Specifying access permissions in a URL policy file
A policy file contains a single <cross-domain-policy> tag, which in turn contains zero or more <allow-access-from> tags. Each <allow-access-from> tag contains an attribute, domain, which specifies either an exact IP address, an exact domain, or a wildcard domain (any domain). Wildcard domains are indicated in one of two ways:
The following example shows a URL policy file that permits access to SWF files that originate from *.example.com, www.friendOfExample.com and 220.127.116.11:
<?xml version="1.0"?> <cross-domain-policy> <allow-access-from domain="*.example.com" /> <allow-access-from domain="www.friendOfExample.com" /> <allow-access-from domain="18.104.22.168" /> </cross-domain-policy>
If you specify an IP address, access is granted only to SWF files loaded from that IP address using IP syntax (for example, http://22.214.171.124/flashmovie.swf). Access isn’t granted to SWF files using domain-name syntax. Flash Player does not perform DNS resolution.
You can permit access to documents originating from any domain, as shown in the following example:
<?xml version="1.0"?> <!-- http://www.foo.com/crossdomain.xml --> <cross-domain-policy> <allow-access-from domain="*" /> </cross-domain-policy>
Each <allow-access-from> tag also has the optional secure attribute, which defaults to true. If your policy file is on an HTTPS server and you want to allow SWF files on a non-HTTPS server to load data from the HTTPS server, you can set the attribute to false.
Setting the secure attribute to false could compromise the security offered by HTTPS. In particular, setting this attribute to false opens secure content to snooping and spoofing attacks. Adobe strongly recommends that you not set the secure attribute to false.
If data to be loaded is on an HTTPS server, but the SWF file loading it is on an HTTP server, Adobe recommends that you move the loading SWF file to an HTTPS server. Doing so lets you keep all copies of your secure data under the protection of HTTPS. However, if you decide that you must keep the loading SWF file on an HTTP server, add the secure="false" attribute to the <allow-access-from> tag, as shown in the following code:
<allow-access-from domain="www.example.com" secure="false" />
Another element you can use to permit access is the allow-http-request-headers-from tag. This element grants a client hosting content from another permission domain to send user-defined headers to your domain. While the <allow-access-from> tag grants other domains permission to pull data from your domain, the allow-http-request-headers-from tag grants other domains permission to push data to your domain, in the form of headers. In the following example, any domain is permitted to send the SOAPAction header to the current domain:
<cross-domain-policy> <allow-http-request-headers-from domain="*" headers="SOAPAction"/> </cross-domain-policy>
If the allow-http-request-headers-from statement is in the master policy file, it applies to all directories on the host.

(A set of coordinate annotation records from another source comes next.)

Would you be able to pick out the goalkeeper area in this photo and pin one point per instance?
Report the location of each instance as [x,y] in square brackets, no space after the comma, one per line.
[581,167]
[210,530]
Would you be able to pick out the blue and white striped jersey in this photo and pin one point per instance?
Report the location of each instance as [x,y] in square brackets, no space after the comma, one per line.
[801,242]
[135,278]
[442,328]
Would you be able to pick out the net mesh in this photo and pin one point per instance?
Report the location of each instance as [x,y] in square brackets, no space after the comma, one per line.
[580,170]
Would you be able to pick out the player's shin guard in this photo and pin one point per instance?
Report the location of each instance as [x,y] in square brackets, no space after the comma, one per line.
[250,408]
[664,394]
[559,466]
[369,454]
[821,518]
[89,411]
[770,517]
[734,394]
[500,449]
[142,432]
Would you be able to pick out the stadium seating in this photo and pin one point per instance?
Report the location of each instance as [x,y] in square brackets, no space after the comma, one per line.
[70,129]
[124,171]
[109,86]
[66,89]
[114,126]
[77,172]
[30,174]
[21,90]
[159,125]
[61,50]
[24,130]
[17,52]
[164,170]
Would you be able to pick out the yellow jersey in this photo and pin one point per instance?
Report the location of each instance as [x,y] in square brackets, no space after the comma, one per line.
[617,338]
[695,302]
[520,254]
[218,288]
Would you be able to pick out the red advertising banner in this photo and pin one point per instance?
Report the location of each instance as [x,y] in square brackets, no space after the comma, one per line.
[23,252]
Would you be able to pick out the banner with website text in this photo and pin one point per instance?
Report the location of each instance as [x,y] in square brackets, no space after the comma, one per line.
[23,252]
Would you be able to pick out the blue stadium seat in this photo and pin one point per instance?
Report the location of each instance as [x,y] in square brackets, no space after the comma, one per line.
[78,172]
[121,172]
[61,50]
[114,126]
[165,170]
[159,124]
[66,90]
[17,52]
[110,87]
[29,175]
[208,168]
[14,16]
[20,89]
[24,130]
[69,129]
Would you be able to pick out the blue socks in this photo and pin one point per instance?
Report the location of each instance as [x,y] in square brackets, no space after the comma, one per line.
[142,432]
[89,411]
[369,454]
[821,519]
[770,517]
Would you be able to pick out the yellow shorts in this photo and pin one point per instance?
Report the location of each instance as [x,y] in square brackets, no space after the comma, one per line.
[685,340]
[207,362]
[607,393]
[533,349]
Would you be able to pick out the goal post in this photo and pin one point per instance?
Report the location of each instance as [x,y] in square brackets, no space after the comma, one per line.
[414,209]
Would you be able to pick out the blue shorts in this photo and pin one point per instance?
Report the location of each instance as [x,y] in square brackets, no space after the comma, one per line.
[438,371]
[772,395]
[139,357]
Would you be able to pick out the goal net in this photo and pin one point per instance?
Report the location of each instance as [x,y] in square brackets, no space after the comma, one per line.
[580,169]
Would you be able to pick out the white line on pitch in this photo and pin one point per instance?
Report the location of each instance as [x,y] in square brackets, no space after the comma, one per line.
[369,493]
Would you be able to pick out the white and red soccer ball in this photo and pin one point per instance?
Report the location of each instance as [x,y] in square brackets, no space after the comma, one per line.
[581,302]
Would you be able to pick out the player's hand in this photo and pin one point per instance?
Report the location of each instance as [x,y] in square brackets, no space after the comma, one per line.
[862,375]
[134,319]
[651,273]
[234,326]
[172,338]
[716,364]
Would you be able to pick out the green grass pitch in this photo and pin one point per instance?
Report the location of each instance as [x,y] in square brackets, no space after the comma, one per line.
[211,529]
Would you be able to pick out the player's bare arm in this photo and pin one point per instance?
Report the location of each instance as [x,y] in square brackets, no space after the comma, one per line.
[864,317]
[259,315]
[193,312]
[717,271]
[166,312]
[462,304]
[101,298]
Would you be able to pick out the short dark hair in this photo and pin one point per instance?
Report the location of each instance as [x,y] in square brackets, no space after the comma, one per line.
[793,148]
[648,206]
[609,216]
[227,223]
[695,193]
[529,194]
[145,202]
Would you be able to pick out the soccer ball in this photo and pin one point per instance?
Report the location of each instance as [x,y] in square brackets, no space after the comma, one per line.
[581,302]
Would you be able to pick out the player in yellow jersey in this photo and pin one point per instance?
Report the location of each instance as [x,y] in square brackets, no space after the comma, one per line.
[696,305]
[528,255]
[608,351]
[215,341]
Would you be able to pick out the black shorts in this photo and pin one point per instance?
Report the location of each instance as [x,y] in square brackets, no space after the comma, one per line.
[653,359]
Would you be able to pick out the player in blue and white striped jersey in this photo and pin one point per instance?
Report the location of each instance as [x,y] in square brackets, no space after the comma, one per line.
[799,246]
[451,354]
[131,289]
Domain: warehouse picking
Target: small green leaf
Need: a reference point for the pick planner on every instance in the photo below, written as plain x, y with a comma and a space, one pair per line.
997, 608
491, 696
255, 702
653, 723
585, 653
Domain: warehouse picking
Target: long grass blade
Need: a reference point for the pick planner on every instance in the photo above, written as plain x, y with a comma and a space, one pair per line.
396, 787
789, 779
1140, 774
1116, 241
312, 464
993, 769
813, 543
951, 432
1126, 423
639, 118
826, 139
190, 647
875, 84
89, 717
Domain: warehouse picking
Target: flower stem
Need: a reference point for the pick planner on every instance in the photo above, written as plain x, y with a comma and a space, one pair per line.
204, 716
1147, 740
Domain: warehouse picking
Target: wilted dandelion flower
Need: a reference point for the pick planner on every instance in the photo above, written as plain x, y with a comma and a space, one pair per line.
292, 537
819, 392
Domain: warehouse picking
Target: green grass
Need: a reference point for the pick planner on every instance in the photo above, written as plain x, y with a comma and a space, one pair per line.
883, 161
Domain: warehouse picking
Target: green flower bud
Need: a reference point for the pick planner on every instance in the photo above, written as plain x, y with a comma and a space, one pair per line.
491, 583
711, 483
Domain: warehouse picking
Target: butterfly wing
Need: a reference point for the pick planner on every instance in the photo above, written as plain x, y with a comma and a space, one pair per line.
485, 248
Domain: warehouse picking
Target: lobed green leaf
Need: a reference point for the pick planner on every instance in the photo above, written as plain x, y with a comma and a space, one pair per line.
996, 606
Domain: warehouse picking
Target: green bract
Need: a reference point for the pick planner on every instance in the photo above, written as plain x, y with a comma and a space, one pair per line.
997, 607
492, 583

Otherwise, it applies only to the directory and subdirectories of the policy file that contains the statement.
Preloading policy files
Loading data from a server or connecting to a socket is an asynchronous operation. Flash Player simply waits for the policy file to finish downloading before it begins the main operation. However, extracting pixel data from images or extracting sample data from sounds is a synchronous operation. The policy file must load before you can extract data. When you load the media, specify that it check for a policy file:
When you set one of these parameters, Flash Player first checks for any policy files that it already has downloaded for that domain. Then it looks for the policy file in the default location on the server, checking both for <allow-access-from> statements and for the presence of a meta-policy. Finally, it considers any pending calls to the Security.loadPolicyFile() method to see if they are in scope.